Se alegró de que no estuviera aburrida; se reuniría con ella en breve.
Amanda también se levantó, dijo «Con permiso» y se dirigió hacia el baño.
Estaba emocionada.
Ahora, su familia iba a informarle de que debían comprometerse.
Había oído los rumores de que él era impotente y probablemente estéril, pero Laura los desmintió.
Estaba sobradamente segura y la convenció de que su hermano era perfecto.
No sabía de dónde habían sacado los medios esas mentiras y falsedades, pero su hermano estaba perfectamente bien y ella sabía de algunas relaciones casuales que él había tenido en el pasado.
Ahora, ella había hablado con sus padres sobre sí misma y las dos familias lo habían discutido.
Solo faltaba informar a Curtis y que aceptara comprometerse.
—¿Crees que papá y mamá hacen lo correcto al intentar emparejar a Amanda con Curtis?
—preguntó Fred en un susurro.
Él nunca había sido parte de toda esa mierda de arreglo.
Curtis es una celebridad, una figura pública y uno de los jóvenes multimillonarios más destacados del país.
¿Acaso de repente le faltan tanto las mujeres como para que su familia tenga que arreglarle una?
¿O están rememorando su pasado?
Todo el mundo supo después que su ex prometida nunca lo amó.

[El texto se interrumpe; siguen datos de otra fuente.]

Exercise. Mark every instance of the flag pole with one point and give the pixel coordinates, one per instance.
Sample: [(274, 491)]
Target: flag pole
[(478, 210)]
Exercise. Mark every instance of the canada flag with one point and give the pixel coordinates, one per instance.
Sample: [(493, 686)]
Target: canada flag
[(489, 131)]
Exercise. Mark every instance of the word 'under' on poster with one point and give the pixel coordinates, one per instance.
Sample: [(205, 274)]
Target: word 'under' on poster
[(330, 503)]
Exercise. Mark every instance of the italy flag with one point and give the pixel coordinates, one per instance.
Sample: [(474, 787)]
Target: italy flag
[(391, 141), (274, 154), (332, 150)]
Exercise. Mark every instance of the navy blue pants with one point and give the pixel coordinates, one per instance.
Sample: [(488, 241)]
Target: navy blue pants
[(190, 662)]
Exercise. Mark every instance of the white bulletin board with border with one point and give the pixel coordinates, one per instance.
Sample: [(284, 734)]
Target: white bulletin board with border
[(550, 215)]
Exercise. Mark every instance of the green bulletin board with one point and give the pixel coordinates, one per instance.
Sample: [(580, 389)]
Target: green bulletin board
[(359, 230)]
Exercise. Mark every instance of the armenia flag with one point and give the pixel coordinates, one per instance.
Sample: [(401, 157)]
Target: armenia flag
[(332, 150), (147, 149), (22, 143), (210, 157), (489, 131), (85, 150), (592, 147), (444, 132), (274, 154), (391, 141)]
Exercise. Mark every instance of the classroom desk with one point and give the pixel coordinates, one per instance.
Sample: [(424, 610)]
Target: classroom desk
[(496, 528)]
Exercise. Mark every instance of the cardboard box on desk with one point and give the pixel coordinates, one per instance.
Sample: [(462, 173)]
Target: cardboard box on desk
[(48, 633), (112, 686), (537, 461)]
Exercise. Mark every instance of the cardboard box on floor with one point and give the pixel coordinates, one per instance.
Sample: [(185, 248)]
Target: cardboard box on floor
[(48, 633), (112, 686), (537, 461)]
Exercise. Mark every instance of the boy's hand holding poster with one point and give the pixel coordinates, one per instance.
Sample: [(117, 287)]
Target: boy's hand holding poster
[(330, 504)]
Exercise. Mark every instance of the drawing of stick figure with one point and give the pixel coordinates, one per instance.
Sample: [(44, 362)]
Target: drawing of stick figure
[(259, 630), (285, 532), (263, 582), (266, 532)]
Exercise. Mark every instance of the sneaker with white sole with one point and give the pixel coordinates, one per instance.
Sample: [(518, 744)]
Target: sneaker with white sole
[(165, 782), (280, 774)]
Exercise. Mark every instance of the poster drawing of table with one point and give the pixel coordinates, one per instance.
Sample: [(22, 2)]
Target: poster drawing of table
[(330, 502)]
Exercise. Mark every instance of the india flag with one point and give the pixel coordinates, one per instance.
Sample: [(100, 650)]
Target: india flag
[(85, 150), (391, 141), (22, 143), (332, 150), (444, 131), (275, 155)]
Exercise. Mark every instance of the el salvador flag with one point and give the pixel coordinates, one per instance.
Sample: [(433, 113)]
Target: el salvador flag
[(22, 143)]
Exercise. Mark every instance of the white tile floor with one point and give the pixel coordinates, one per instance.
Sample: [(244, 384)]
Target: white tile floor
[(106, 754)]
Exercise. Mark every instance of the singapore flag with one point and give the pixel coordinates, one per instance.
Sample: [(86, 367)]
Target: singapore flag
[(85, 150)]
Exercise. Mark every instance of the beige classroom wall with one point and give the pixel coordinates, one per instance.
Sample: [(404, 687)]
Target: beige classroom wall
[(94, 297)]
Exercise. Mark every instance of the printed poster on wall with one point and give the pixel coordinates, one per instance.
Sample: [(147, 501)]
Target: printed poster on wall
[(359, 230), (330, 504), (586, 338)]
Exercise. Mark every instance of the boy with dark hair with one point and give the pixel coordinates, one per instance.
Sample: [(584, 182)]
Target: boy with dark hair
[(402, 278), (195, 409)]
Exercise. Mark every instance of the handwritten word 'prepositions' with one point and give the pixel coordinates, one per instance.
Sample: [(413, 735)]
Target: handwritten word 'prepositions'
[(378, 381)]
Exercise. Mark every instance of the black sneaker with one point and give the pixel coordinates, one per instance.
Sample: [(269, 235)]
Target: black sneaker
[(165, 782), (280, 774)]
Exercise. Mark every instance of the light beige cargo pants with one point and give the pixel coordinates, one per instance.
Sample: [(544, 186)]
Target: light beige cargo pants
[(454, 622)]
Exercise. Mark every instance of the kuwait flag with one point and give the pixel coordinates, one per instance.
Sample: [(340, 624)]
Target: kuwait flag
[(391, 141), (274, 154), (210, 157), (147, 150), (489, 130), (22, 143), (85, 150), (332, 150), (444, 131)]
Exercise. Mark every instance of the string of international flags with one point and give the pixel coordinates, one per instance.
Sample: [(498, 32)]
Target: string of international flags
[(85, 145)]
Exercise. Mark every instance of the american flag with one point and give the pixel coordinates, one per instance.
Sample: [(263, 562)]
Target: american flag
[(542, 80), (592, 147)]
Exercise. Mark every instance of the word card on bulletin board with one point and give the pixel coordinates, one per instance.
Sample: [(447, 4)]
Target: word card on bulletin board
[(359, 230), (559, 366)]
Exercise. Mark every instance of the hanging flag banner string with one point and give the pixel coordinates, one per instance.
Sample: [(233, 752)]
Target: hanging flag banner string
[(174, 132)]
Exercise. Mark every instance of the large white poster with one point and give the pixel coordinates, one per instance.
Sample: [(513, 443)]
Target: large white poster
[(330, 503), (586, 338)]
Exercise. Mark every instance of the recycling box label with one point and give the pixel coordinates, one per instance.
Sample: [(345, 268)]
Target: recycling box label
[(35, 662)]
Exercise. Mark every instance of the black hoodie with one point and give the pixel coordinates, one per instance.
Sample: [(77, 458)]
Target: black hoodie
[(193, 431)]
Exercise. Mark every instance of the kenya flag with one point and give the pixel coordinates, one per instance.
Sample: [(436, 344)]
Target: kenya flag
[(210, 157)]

Amaba a su amigo, y eso fue lo que pasó.
¿Por qué este arreglo y este emparejamiento, por el amor de Dios?
—Sí, es una buena idea, Fred.
Mamá y papá solo intentan ayudar a su hijo.
La familia necesita un heredero, Curtis todavía está afectado por la traición del pasado y no ha tenido tiempo para mujeres desde entonces.
No podemos poner en peligro el futuro y la felicidad de nuestra familia porque él no sea capaz de amar a otra mujer y producir un heredero.
Lo amamos y solo queremos lo mejor para él.
Lo que debería preocuparnos es si Curtis será capaz de ver nuestras intenciones, nuestro amor y los motivos detrás del arreglo.
¿Dejará a un lado su ego y su orgullo y aceptará a Amanda Williams como su futura esposa?
—tartamudeó Laura.
Fred se quedó mirando a su esposa mientras hablaba.
¿Esto no está bien?
Solo están haciendo que Curtis sienta que ya no puede elegir a una mujer por sí mismo.
Puede que amara a la mujer equivocada, pero eso no significa que no vaya a tener suerte la próxima vez.
No le gustaban en absoluto estas maniobras que estaba haciendo la familia, y su esposa era parte de toda la mierda que estaba pasando.